GenSight Biologics announced a pivotal regulatory agreement with France's medicines safety agency ANSM that establishes a clear pathway for opening early patient access to its gene therapy LUMEVOQ for treating Leber Hereditary Optic Neuropathy (LHON). The agreement enables expedited consideration of the French named early access program (AAC) upon approval of a focused dose-ranging clinical study.
Regulatory Milestone Achieved
Following extensive discussions, GenSight reached alignment with ANSM on opening the LUMEVOQ AAC program. The French regulatory agency agreed that authorization of a focused dose-ranging study could enable the early access program launch. The company has submitted a preliminary study design to ANSM and aims to finalize the dose-ranging study protocol in Q3 2025.

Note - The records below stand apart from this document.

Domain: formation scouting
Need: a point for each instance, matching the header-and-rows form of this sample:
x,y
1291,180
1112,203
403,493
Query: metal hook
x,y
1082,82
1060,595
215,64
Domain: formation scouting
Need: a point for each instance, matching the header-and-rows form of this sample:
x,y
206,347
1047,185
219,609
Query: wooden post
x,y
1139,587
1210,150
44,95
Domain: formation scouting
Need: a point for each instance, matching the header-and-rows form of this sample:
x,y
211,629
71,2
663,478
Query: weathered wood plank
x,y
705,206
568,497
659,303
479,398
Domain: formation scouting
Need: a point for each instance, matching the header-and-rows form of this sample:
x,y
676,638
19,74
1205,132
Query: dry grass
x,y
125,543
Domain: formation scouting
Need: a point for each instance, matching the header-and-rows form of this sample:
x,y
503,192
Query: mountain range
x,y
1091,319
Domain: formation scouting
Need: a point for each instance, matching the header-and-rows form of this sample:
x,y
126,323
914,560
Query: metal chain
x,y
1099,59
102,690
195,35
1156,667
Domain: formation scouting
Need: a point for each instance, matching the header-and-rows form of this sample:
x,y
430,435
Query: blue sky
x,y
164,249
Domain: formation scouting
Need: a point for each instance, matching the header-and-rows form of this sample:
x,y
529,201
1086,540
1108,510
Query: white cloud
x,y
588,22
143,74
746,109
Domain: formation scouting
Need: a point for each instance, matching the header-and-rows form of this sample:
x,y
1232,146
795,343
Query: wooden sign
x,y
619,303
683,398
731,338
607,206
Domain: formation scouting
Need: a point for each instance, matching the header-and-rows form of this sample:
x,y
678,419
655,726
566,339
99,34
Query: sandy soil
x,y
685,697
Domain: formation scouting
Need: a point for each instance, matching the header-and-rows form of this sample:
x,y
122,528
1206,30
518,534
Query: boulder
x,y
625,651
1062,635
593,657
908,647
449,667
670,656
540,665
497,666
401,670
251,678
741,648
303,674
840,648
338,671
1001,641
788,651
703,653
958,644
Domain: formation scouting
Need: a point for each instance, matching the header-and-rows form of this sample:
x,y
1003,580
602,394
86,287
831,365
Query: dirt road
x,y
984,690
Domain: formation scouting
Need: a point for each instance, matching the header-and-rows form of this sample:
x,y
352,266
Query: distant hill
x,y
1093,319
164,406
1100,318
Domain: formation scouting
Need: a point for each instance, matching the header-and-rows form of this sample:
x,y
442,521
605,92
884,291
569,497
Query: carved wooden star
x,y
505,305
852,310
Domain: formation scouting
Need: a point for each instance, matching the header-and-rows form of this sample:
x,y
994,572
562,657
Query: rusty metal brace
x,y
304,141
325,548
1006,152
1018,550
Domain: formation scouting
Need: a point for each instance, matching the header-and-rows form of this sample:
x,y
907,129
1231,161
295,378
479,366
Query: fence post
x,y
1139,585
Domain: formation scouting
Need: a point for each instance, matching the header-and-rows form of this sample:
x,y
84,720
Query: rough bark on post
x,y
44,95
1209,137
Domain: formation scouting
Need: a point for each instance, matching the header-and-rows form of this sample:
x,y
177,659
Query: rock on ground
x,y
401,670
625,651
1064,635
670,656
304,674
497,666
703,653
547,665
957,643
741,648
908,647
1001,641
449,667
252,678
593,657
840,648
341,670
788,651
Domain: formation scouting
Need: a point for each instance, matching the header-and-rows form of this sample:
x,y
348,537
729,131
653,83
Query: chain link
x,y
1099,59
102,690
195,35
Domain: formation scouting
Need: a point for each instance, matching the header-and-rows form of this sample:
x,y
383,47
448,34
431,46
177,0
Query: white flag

"In the interest of clearing the way for patients to be treated with LUMEVOQ, we are pleased to have achieved this important agreement with ANSM on a clear path forward for opening patient access to LUMEVOQ in France," said Laurence Rodriguez, Chief Executive Officer of GenSight Biologics. "We are thankful for the ANSM's ongoing engagement and openness to discussion, as we work towards the shared goal of providing access to LHON patients who urgently need a safe and effective treatment."
The AAC program is targeted to open in Q4 2025 at the latest. In parallel, GenSight will collaborate with ANSM to develop solutions for patients who may not be included in the dose-ranging study but could benefit from the early access program.
Strategic Timeline and Value Catalysts
GenSight has outlined multiple value-creating milestones for 2025-2026:
- Q3 2025: Clinical trial application for focused dose-ranging study
- Q4 2025: Completion of manufacturing technology transfer and AAC program opening
- Q2 2026: Completion of Phase III trial preparations
- Early H2 2026: Initiation of global Phase III clinical trial and pre-submission meeting with MHRA
Global Development Strategy
Beyond the French early access program, GenSight continues advancing its comprehensive marketing authorization strategy. The company is preparing for regulatory consultations in the US and EU, planning a global Phase III trial scheduled to begin in 2026 designed to meet FDA and EMA requirements.
The company is also completing transition to a new manufacturing partner to secure reliable clinical and commercial supply and advancing preparations for MHRA submission in the United Kingdom.
Financing and Operational Considerations
GenSight is implementing a financing strategy to bridge operations through the AAC program opening and prepare for the global Phase III clinical trial. "We are working on our financing strategy to manage the bridge between now and the opening of the AAC program and the initiation of the Phase III study," commented Jan Eryk Umiastowski, CFO of GenSight Biologics.
The company received €0.7 million of its Research Tax Credit in May, with the remaining €0.4 million expected in July 2025. Based on current operations and projections, GenSight's cash will support operations until mid-July 2025. The company acknowledges that current funds are insufficient to cover operational requirements for the next 12 months, with planned financing initiatives designed to extend the cash runway.
About LUMEVOQ and LHON
LUMEVOQ (GS010, lenadogene nolparvovec) is GenSight's lead gene therapy candidate in Phase III development for LHON, a rare mitochondrial disease that leads to irreversible blindness in teens and young adults. The treatment leverages the company's Mitochondrial Targeting Sequence (MTS) technology platform and is designed to be administered as a single treatment to each eye by intravitreal injection to offer patients sustainable functional visual recovery.
As of June 12, 2025, GenSight Biologics had 131,466,495 outstanding ordinary shares.